Europa nach wie vor in Reichweite

Viel vorwerfen kann man den Borussen unter dem Strich eigentlich nicht. Bis auf das zu offene Visier, das der Nagelsmann-Truppe erst fünf Treffer ermöglichte. »Fünf Gegentorte haben wir schon lange nicht mehr bekommen und tun weh. Wenn man auswärts drei Tore schießt, muss man mindestens einen Punkt mitnehmen«, haderte Hofmann.

»Insgesamt dürfen wir auswärts nicht so viele Tore kassieren. Letztendlich ist die Enttäuschung sehr groß, dass wir uns für den großen Aufwand, den wir heute betrieben haben, nicht belohnt haben«, sagte Stindl.

»Über die Art und Weise, wie wir heute aufgetreten sind freue ich mich, über das Ergebnis natürlich nicht. Im Endeffekt war es aber ein tolles Fußballspiel, leider mit dem schlechteren Ende für uns«, resümierte Hecking und schaute zuversichtlich nach vorne: »Wenn meine Mannschaft diesen Elan, den sie heute gezeigt hat, in die letzten Saisonspiele mitnimmt, werden wir den einen oder anderen Sieg definitiv noch holen. Wir werden dann am Ende der Saison sehen, für was das reicht«.
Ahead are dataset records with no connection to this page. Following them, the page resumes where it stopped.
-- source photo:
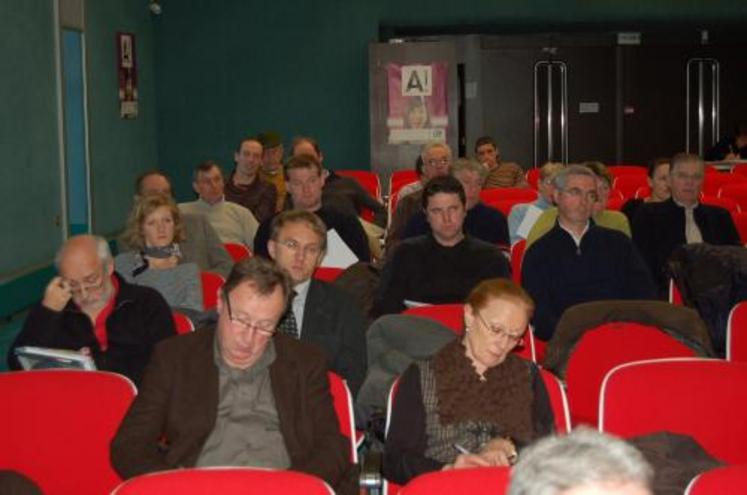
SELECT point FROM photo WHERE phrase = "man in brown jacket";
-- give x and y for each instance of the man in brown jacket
(237, 394)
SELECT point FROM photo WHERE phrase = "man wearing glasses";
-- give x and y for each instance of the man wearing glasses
(237, 394)
(577, 260)
(319, 312)
(90, 308)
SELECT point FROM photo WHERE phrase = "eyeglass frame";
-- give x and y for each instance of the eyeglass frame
(516, 340)
(247, 326)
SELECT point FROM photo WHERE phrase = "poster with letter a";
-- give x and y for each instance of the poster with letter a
(127, 75)
(417, 111)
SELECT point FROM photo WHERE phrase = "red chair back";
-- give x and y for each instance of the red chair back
(476, 481)
(736, 333)
(620, 170)
(237, 251)
(729, 479)
(727, 203)
(56, 427)
(602, 348)
(327, 273)
(518, 249)
(521, 195)
(224, 480)
(182, 323)
(703, 398)
(629, 184)
(342, 401)
(211, 284)
(558, 401)
(740, 222)
(712, 183)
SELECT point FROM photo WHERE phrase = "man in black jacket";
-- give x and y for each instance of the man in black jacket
(90, 308)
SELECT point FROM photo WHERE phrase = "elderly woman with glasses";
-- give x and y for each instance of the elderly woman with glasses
(473, 403)
(154, 228)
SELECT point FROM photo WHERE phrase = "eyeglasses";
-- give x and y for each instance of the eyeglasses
(91, 283)
(498, 332)
(295, 246)
(591, 196)
(433, 162)
(264, 328)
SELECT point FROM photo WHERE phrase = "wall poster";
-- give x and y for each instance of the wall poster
(417, 112)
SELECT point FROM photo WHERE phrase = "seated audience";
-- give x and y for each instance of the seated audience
(319, 312)
(732, 147)
(584, 462)
(522, 217)
(89, 308)
(658, 182)
(245, 187)
(500, 174)
(236, 394)
(602, 216)
(155, 230)
(436, 162)
(482, 222)
(440, 267)
(304, 179)
(473, 403)
(233, 222)
(201, 244)
(272, 165)
(658, 228)
(577, 260)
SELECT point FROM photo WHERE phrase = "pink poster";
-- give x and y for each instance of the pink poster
(417, 103)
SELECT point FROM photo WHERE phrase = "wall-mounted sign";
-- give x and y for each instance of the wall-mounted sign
(127, 75)
(417, 103)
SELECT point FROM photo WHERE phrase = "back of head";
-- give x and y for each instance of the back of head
(443, 184)
(583, 458)
(263, 275)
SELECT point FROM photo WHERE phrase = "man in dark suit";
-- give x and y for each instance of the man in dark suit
(320, 313)
(236, 394)
(658, 228)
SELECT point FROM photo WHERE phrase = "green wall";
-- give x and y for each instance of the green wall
(238, 67)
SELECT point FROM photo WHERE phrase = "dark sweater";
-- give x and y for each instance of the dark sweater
(139, 320)
(347, 226)
(482, 222)
(658, 228)
(559, 275)
(422, 270)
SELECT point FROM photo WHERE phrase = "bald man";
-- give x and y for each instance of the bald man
(88, 307)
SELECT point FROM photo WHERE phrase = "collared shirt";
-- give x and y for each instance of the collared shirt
(299, 303)
(247, 425)
(692, 231)
(99, 326)
(576, 239)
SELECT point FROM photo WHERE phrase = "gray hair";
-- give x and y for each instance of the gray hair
(428, 147)
(583, 457)
(560, 179)
(103, 253)
(468, 165)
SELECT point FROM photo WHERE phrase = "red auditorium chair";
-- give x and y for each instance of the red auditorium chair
(604, 347)
(182, 323)
(211, 284)
(736, 333)
(713, 182)
(703, 398)
(225, 481)
(476, 481)
(237, 251)
(723, 480)
(56, 427)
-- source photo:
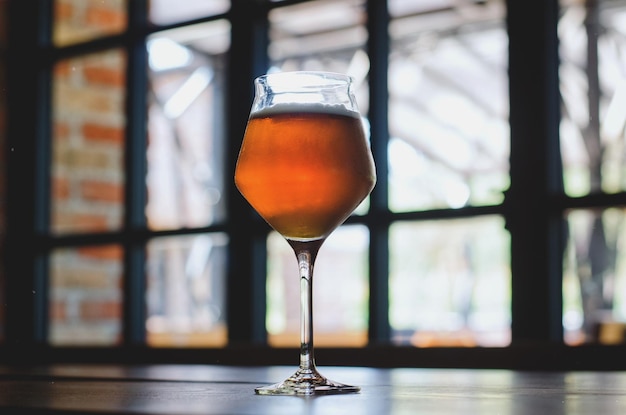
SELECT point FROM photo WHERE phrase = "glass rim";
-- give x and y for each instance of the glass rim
(324, 78)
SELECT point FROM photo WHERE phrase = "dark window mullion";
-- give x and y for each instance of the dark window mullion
(378, 49)
(536, 176)
(134, 332)
(28, 159)
(247, 256)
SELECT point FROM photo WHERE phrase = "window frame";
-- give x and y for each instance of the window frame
(536, 191)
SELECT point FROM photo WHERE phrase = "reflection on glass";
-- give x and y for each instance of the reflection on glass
(162, 12)
(185, 131)
(449, 282)
(186, 291)
(594, 276)
(85, 296)
(79, 20)
(341, 291)
(592, 39)
(448, 105)
(87, 180)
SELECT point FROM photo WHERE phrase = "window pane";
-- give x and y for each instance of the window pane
(186, 291)
(186, 126)
(594, 277)
(592, 42)
(332, 41)
(340, 290)
(448, 105)
(162, 12)
(79, 20)
(88, 118)
(449, 282)
(85, 296)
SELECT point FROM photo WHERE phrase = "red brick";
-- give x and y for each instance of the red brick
(81, 222)
(63, 11)
(98, 310)
(58, 311)
(112, 20)
(60, 188)
(104, 76)
(98, 132)
(62, 70)
(61, 130)
(102, 191)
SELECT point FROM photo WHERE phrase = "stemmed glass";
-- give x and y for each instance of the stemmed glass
(304, 166)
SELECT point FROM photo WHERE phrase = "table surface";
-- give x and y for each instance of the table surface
(209, 389)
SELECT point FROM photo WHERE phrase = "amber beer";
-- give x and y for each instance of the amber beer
(304, 168)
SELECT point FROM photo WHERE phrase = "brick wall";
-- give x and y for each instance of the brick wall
(87, 180)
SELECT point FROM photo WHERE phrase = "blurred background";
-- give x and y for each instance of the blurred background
(142, 238)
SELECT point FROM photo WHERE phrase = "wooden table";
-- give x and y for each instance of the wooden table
(206, 389)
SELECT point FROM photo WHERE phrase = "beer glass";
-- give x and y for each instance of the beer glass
(304, 166)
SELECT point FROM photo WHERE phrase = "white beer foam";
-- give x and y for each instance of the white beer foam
(305, 107)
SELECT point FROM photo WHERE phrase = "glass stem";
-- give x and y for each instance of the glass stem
(306, 252)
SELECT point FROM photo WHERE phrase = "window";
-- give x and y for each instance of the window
(497, 219)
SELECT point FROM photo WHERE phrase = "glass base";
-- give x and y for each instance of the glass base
(306, 382)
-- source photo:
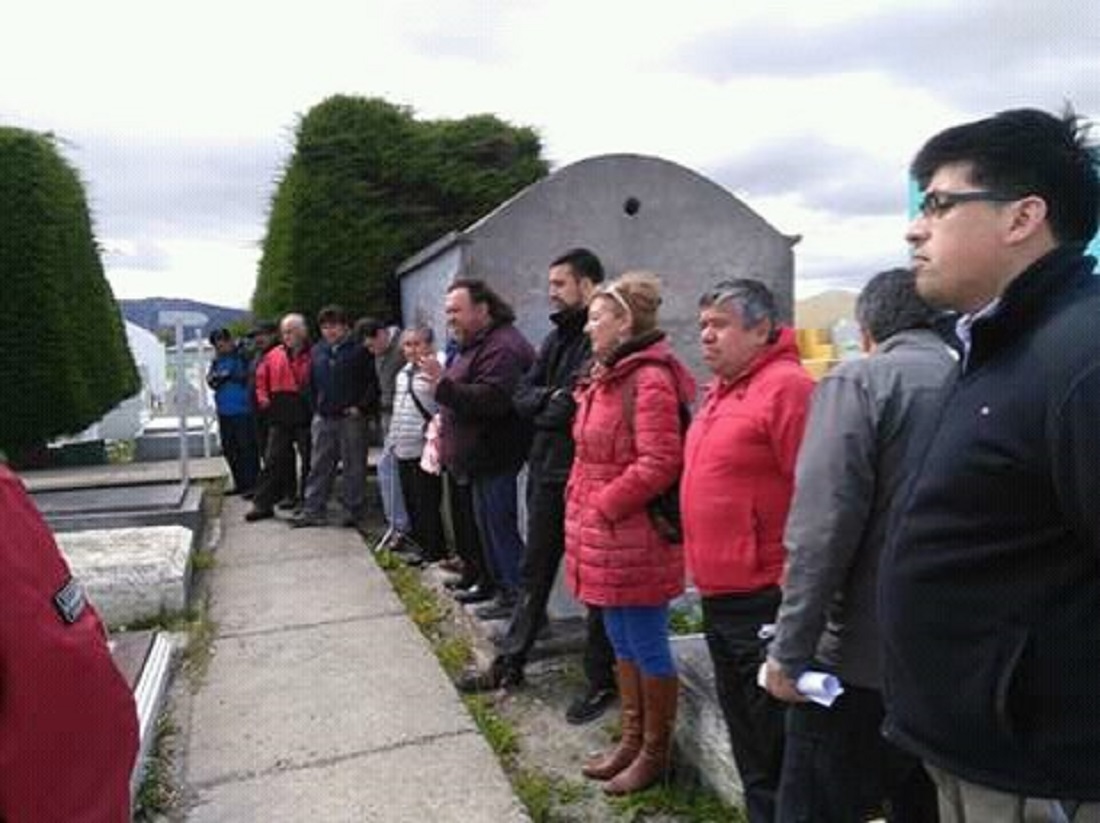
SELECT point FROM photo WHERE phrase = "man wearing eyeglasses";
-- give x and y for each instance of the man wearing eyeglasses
(989, 593)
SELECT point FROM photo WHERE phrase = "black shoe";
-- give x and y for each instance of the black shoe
(351, 520)
(498, 676)
(306, 519)
(498, 610)
(459, 583)
(476, 593)
(590, 705)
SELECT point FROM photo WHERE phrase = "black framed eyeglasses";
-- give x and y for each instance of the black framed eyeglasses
(937, 204)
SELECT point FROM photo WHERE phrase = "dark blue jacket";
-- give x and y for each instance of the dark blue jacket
(342, 376)
(989, 592)
(229, 379)
(545, 396)
(482, 435)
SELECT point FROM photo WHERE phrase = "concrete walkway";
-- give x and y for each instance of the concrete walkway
(322, 701)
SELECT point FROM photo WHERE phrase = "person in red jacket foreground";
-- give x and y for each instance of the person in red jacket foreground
(629, 450)
(68, 727)
(734, 497)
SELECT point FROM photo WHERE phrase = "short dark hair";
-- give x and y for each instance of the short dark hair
(332, 314)
(218, 335)
(264, 327)
(889, 304)
(1024, 152)
(480, 292)
(754, 300)
(367, 327)
(584, 264)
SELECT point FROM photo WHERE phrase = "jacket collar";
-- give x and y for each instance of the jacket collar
(1029, 296)
(570, 321)
(911, 337)
(480, 337)
(634, 346)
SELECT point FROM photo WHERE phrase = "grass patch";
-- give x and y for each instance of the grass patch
(499, 733)
(691, 804)
(157, 793)
(121, 451)
(543, 796)
(204, 560)
(454, 654)
(685, 621)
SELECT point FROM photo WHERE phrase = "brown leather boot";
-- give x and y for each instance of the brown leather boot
(659, 701)
(608, 764)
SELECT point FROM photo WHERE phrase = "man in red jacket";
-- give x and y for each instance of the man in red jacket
(68, 728)
(283, 395)
(735, 494)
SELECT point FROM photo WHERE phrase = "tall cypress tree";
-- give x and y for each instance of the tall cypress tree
(64, 359)
(369, 185)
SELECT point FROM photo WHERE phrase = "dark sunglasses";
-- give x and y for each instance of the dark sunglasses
(937, 204)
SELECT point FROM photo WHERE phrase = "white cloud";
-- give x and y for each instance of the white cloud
(180, 114)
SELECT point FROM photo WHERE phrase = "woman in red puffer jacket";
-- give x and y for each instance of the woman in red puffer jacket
(615, 558)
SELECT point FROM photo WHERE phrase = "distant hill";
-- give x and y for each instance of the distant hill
(825, 309)
(144, 311)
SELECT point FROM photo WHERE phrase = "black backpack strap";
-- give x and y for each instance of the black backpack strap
(416, 401)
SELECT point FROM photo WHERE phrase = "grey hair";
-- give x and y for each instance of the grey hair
(754, 300)
(294, 320)
(890, 303)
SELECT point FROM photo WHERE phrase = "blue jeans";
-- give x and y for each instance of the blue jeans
(640, 635)
(337, 440)
(495, 509)
(389, 487)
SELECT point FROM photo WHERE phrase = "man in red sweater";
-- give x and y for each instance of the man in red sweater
(283, 395)
(68, 727)
(735, 494)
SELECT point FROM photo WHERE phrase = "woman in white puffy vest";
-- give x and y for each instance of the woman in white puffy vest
(414, 407)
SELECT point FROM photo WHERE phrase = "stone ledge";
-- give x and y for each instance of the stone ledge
(132, 574)
(702, 738)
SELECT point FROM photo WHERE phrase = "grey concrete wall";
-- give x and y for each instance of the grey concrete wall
(422, 292)
(688, 229)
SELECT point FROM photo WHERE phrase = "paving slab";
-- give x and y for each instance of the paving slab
(87, 476)
(290, 698)
(321, 700)
(273, 540)
(447, 779)
(298, 591)
(131, 574)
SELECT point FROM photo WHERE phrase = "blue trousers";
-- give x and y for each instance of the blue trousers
(389, 487)
(495, 509)
(640, 634)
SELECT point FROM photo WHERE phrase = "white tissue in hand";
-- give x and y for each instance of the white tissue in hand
(817, 687)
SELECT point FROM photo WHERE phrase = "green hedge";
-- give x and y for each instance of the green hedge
(64, 359)
(369, 185)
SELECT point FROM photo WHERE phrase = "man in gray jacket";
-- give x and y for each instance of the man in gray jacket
(837, 766)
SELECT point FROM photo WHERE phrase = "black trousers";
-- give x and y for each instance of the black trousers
(238, 434)
(424, 497)
(277, 476)
(466, 537)
(837, 767)
(546, 544)
(755, 719)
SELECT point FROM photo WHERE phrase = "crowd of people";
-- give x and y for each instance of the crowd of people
(921, 524)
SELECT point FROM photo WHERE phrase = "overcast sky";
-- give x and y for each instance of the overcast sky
(180, 116)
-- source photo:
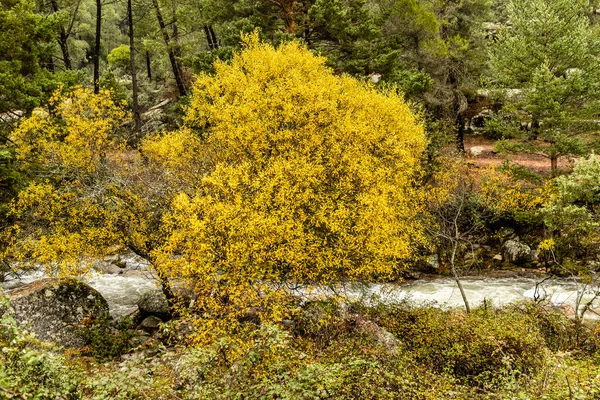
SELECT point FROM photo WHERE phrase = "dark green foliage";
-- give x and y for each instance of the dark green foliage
(25, 54)
(107, 340)
(473, 347)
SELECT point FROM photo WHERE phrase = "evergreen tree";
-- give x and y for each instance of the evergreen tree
(548, 51)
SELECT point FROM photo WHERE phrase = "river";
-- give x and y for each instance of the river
(122, 291)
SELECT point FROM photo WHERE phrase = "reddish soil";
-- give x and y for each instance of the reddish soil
(490, 157)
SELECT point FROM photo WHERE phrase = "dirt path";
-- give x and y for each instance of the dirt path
(480, 151)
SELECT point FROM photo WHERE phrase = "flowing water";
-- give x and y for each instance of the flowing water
(122, 291)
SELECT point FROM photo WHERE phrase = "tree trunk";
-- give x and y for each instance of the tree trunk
(457, 279)
(211, 38)
(148, 66)
(62, 39)
(460, 133)
(172, 58)
(137, 121)
(554, 165)
(96, 54)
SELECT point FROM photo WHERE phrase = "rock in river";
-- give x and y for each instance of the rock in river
(54, 310)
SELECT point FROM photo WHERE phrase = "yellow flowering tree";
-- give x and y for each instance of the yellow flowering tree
(284, 172)
(65, 212)
(307, 176)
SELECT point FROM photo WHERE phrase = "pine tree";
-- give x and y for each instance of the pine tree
(548, 50)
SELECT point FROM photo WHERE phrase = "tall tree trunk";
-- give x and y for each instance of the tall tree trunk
(554, 165)
(137, 121)
(460, 133)
(97, 47)
(62, 39)
(172, 58)
(211, 38)
(148, 66)
(457, 279)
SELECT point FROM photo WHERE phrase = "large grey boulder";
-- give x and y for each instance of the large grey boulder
(57, 310)
(516, 252)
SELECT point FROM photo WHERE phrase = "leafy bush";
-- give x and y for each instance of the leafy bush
(473, 347)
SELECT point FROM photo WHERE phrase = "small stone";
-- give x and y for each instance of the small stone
(150, 324)
(476, 150)
(516, 252)
(433, 261)
(154, 303)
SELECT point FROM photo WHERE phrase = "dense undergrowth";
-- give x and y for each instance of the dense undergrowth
(524, 351)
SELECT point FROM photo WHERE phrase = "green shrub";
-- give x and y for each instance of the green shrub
(472, 347)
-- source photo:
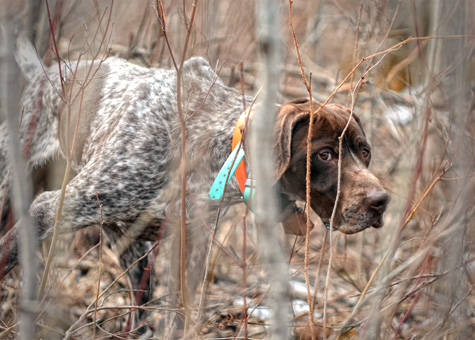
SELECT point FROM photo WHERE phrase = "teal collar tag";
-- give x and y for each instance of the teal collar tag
(227, 171)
»Man hat das Gefühl gehabt, wir hätten etwas mitnehmen können. Wir hatten die Chancen dafür und haben uns immer wieder rangekämpft, nachdem wir Rückschläge einstecken mussten«, sagte Eberl und fügte an: »Aber wenn man so Fußball spielt wie wir vergangene Woche in Köln und jetzt in Hoffenheim, werden wir am lange Ende auch noch die Punkte machen, die uns hoffentlich noch etwas ganz Schönes bringen«.

Die Möglichkeiten dazu sind nach wie vor da. Nach wie vor sind es lediglich zwei Punkte Rückstand auf Platz sechs, weil die Mitkonkurrenten im Kampf um Europa allesamt Federn ließen und ebenso ihre Spiele verloren haben. Auf der anderen Seite hätten die Borussen mit etwas Zählbarem weiten Boden gutmachen können. Hätte, hätte, Fahrradkette. Es gilt, diese ärgerliche Niederlage schnell abzuhaken und sich in den kommenden Spielen wieder auf eine defensive Grundordnung zu besinnen.

Dieter Hecking gab seiner Mannschaft nach der Niederlage in Hoffenheim erstmal zwei Tage frei. Am kommenden Dienstag beginnt dann die Vorbereitung auf das Heimspiel gegen Borussia Dortmund (Samstag, 18.30 Uhr).